Limit yourself to one issue per thread. Once your initial issue is
resolved, don't piggyback a new issue onto the old one: :Oh, while
I've got you ..." Alsol, don't hijack someone else's thread. Start a
new thread for your new issues. Don't address your issue to a single
responder. some of us go for weeks at a time without checking in.
If you hope to make good progress in Access you'll be well advised to
visit your local bookstore. Browse several Access books and pick one
that seems to communicate to you. You'll be back again later for more
advanced stuff.

An incredibly valuable resource is
www.mvps.org/access It is filled with Access lore and continually
grows.
To your issues:
Name each table for the entity it represents. I doubt that "Main" or
"Master" is a good table name. Some candidate entity names: Person,
Site, Room, Job, Task, Order, Item, etc. Entities like Site or Color
are placed in regular tables but are treated specially as Lookup
Tables. You'll typically use a combobox to display all the values and
pick the one you want.
It seems that Task might be the thing your application is all about.
Your user interface (even if you're the only current user) should be
entirely via forms and reports.
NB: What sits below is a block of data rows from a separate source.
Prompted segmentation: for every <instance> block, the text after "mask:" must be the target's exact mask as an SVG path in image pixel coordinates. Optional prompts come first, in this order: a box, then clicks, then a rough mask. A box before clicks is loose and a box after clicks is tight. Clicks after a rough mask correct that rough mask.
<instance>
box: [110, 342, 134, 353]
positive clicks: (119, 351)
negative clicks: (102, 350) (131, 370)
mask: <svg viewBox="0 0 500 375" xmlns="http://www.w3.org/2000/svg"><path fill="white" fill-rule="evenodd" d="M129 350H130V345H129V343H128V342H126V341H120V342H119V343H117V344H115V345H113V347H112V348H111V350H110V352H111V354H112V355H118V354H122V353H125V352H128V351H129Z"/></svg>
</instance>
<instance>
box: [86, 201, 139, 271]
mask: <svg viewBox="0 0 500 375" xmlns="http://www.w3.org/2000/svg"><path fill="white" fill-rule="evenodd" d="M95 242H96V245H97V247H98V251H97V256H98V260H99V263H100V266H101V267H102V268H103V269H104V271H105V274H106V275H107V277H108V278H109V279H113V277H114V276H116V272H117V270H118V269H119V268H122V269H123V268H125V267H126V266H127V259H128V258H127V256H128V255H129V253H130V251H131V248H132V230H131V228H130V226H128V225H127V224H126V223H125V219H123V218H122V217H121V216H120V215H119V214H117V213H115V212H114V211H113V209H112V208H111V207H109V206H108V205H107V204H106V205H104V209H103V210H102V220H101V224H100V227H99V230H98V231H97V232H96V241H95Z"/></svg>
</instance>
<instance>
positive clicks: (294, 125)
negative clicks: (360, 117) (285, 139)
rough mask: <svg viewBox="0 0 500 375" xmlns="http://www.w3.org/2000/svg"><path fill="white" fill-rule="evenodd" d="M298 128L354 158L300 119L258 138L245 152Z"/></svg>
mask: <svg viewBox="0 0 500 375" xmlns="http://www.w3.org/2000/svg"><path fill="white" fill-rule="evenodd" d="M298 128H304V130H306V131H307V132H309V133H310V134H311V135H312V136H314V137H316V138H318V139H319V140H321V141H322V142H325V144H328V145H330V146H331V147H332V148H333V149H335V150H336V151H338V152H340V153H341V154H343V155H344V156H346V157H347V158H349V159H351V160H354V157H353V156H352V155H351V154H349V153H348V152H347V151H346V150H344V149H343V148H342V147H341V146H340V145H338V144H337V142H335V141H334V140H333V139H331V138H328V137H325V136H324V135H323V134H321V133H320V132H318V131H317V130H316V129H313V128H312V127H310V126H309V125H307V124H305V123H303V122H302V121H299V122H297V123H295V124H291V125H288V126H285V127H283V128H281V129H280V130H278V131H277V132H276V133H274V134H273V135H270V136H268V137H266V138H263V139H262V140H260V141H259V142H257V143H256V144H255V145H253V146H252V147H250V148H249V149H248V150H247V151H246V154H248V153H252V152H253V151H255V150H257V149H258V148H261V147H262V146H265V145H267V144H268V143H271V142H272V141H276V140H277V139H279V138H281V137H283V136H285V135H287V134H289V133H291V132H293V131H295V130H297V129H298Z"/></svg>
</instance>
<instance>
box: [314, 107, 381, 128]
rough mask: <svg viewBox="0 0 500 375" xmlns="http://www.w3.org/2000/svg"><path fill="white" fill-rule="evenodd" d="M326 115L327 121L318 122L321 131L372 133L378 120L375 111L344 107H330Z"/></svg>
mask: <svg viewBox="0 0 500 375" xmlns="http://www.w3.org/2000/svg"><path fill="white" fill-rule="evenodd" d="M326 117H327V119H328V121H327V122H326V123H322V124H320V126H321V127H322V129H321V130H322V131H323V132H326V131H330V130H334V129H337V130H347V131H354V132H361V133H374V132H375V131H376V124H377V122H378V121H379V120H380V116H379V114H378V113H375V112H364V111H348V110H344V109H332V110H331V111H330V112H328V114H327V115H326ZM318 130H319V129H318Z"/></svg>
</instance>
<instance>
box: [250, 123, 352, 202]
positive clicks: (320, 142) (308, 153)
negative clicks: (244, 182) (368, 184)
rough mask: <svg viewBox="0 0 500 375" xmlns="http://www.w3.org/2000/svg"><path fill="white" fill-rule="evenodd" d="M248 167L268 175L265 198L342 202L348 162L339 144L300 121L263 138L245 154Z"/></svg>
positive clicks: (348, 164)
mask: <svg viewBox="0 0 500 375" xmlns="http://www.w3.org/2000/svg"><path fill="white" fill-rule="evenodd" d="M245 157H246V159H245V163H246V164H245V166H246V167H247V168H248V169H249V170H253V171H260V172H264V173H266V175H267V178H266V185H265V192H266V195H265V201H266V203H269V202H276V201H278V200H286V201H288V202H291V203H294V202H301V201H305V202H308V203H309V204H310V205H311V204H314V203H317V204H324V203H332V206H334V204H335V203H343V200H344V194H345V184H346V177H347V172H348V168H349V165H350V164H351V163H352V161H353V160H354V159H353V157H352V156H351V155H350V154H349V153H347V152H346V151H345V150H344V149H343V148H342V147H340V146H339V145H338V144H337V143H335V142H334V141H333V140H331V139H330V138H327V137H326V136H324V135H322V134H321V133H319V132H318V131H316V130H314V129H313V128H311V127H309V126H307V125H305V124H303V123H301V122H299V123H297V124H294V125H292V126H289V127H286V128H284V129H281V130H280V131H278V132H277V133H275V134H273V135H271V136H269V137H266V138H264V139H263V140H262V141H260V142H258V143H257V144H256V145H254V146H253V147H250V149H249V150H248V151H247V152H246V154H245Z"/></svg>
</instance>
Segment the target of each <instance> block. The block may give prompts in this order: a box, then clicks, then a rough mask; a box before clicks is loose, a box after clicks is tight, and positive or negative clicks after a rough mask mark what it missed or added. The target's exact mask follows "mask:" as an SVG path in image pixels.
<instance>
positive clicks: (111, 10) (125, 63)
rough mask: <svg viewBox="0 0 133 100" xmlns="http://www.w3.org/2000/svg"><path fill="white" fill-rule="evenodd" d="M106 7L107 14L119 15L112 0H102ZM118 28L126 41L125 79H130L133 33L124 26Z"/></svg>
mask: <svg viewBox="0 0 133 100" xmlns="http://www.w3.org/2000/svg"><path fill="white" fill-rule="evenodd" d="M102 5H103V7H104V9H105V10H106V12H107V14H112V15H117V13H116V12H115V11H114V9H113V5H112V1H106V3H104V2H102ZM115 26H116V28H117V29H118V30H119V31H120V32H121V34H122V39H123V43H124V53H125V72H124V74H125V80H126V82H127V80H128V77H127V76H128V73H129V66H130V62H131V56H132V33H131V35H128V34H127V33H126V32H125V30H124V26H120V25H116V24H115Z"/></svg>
The forms and reports will be based
on queries. In time you may want to turn over the use of your
application to someone else. A good user interface will facilitate
that hand-off.
You won't need to CTRL-Click. The control you'll need in order to
associate just selected personnel with a given task is a Multi-Select
List Box that will list every person in tblPerson. Each person will
be individually selectable. In the OnClick event of the command
button you'll need to step through the index of the listbox and
concatenate the name of each selected person to the list in the textbo
x on your form...When you save your form, the field in the table will
be updated with the contents of the textbox.